Imagine esses dois meninos cometendo o mesmo crime: pelo estereótipo, qual deles você acha que vai preso? |
E
o papo agora é redução da maioridade penal.
Antes
de mais nada, quero deixar bem claro que sou a favor de sanções a qualquer
pessoa que tendo discernimento de seus atos comete um delito. Mas é claro que o
processo punitivo não deve ser um fim em si mesmo, mas uma medida de reeducação
independente da idade da pessoa que a sofrerá.
O
que eu quero dizer com isso? Que não adianta reduzir a maioridade penal para
16, 14, 12 ou até para 6 meses de idade se a punição tiver apenas a intenção de
tirar de circulação o delinquente. Discutir a queda da maioridade penal de 18
anos para outra idade sem pensar em uma política que possa oferecer
oportunidades é praticamente a mesma lógica da palmatória que existia nas
escolas e todo mundo atualmente considera hediondo, a de punir deliberadamente porque tem que punir. Nesse sentido, a política
de dizimação da pobreza praticada todos os dias pela polícia corrupta e pelas
milícias já cumpre muito bem esse papel que querem transferir para o Estado, o
de “acabar de todas as formas com a lixaria que é o traficantezinho da favela”.
Querer
reduzir a maioridade penal sem pensar em uma política de reeducação que ofereça possibilidades do adolescente infrator mudar as perspectivas de sua própria
vida é uma forma demasiada cruel de aumentar ainda mais o apartheid social que existe entre ricos e pobres em nosso país. Ou
alguém duvida que só os filhos de pobres favelados que virão parar nas cadeias?

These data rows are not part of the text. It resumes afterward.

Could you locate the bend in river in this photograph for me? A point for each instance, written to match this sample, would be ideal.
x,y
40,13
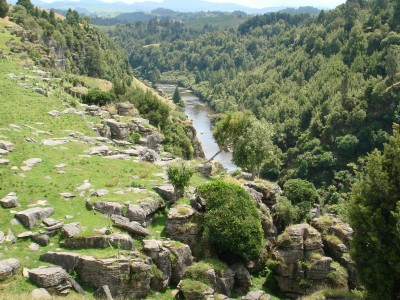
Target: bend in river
x,y
198,112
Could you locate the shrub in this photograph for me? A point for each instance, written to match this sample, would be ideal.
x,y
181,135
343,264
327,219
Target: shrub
x,y
97,97
232,222
179,175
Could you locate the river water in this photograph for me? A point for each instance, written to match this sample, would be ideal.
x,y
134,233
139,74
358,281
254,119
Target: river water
x,y
198,112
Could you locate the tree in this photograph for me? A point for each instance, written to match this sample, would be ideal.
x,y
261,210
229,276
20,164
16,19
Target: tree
x,y
27,4
232,221
253,147
179,175
176,97
3,8
374,214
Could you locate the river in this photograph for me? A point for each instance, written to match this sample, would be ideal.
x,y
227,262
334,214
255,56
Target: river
x,y
198,112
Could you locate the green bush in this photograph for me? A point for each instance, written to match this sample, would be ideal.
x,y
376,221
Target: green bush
x,y
232,222
97,97
179,175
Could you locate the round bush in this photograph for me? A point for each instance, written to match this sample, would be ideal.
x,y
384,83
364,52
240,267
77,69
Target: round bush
x,y
232,221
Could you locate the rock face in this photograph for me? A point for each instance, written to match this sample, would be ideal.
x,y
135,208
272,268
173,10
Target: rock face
x,y
160,257
303,268
10,200
8,268
54,279
116,240
182,259
67,260
119,131
167,191
126,278
181,225
144,211
132,227
336,237
33,216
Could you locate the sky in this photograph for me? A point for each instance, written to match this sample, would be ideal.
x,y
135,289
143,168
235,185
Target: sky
x,y
253,3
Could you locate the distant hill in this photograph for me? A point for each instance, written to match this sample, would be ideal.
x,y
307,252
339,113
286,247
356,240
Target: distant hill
x,y
96,6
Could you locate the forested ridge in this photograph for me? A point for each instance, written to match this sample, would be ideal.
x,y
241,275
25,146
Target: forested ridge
x,y
327,84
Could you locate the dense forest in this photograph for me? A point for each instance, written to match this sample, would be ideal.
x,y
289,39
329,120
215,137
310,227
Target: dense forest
x,y
328,84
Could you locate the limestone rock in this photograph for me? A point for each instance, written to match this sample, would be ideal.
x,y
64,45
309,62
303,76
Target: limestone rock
x,y
116,240
10,200
257,295
99,150
6,145
166,191
160,257
70,230
130,226
182,259
154,140
119,131
107,208
67,260
40,294
54,279
8,268
33,216
181,225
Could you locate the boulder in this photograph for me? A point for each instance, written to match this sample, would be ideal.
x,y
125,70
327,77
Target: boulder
x,y
181,225
121,241
54,279
132,227
6,145
161,258
8,268
166,191
124,109
40,294
99,150
34,216
125,278
70,230
107,208
10,200
119,131
67,260
182,259
300,253
150,156
257,295
154,140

Digo isso porque os filhos da classe média/alta continuarão sendo protegidos
pelos pais omissos que no lugar de impor limites jogam suas responsabilidades
nas mãos das escolas que no lugar de oferecer possibilidades sociológicas e filosóficas
de conhecer e debater aquilo que nos cerca recebe o papel de doutrinar
socialmente o indivíduo. Papel este que não deve ser da instituição de ensino e
sim dos pais.
Mas
seguindo com o raciocínio: podemos sim pensar em discutir idade para a maioridade
penal. Mas por que não discutir antes formas de promover a igualdade de
oportunidades entre ricos e pobres? Que tal colocarmos como prioridade a
discussão de um novo modelo de educação de qualidade, onde o filho do favelado
terá a mesma oportunidade de estudar, aprender uma profissão, se formar e poder
viver dignamente? Por que não discutirmos infraestrutura, para que o filho do
pobre possa morar, trabalhar e ganhar um salário que dê para suprir as
necessidades básicas como manda a Constituição e a Declaração Universal dos
Direitos do Homem? Afinal de contas, aspectos comuns ao pobre como ter que conviver
diariamente com lixo, acordar às 5 da manhã para andar como sardinha em lata nos
transportes públicos, ver sua liberdade cerceada pelo poder financeiro, e muitos outros não são levados em consideração quando estamos discutindo as leis brasileiras... Por que
a discussão tem que começar de forma rasa, só pensando em punir os ladrões que
roubam um iPhone no sinal ou o traficante mirim que “coloca a vida dos
meninos de bem do asfalto no lixo”, só levando em consideração o que a classe
média perde com o pobre delinquente?
Outra
coisa a ser discutida: Por que a punição deve ser jogar o adolescente pra
apodrecer na cadeia? Que tal pensarmos na mudança profunda das leis, com uma
revisão completa da Introdução às Normas do Direito Brasileiro, do Código Penal,
da Lei de Execuções Penais? Não seria muito mais efetivo que a pena para um
roubo de um adolescente fosse “detenção
socioeducativa com obrigatoriedade de ensino básico, profissional e prática cultural-artístico-esportiva,
estendendo-se até o infrator obter formação de Ensino Médio e diploma
profissional para inserção imediata no mercado de trabalho, independente de
idade”. Se o atual modelo, que o Estado diz que é “reeducativo”, serve como
fábrica de criminosos, a culpa é do menor apreendido ou do poder constituído
que não regenera ninguém, nem adolescentes nem adultos?
Enquanto
não houver uma discussão sobre o modelo de sociedade atual, qualquer tentativa
de garantir a segurança pública será uma cortina de fumaça no meio de um
cenário caótico que é a diferença gritante entre quem tem muito e quem não tem
nada no Brasil. E da forma que a redução da maioridade penal está sendo
defendida, só servirá para manter o atual quadro de porrada no bandidinho mirim
filho do pobre, que já toma tapa na cara da polícia na favela e muitas vezes só
enxerga ter como caminho a disputa do monopólio da força com o poder público.
Fica
aí o debate. Abraços!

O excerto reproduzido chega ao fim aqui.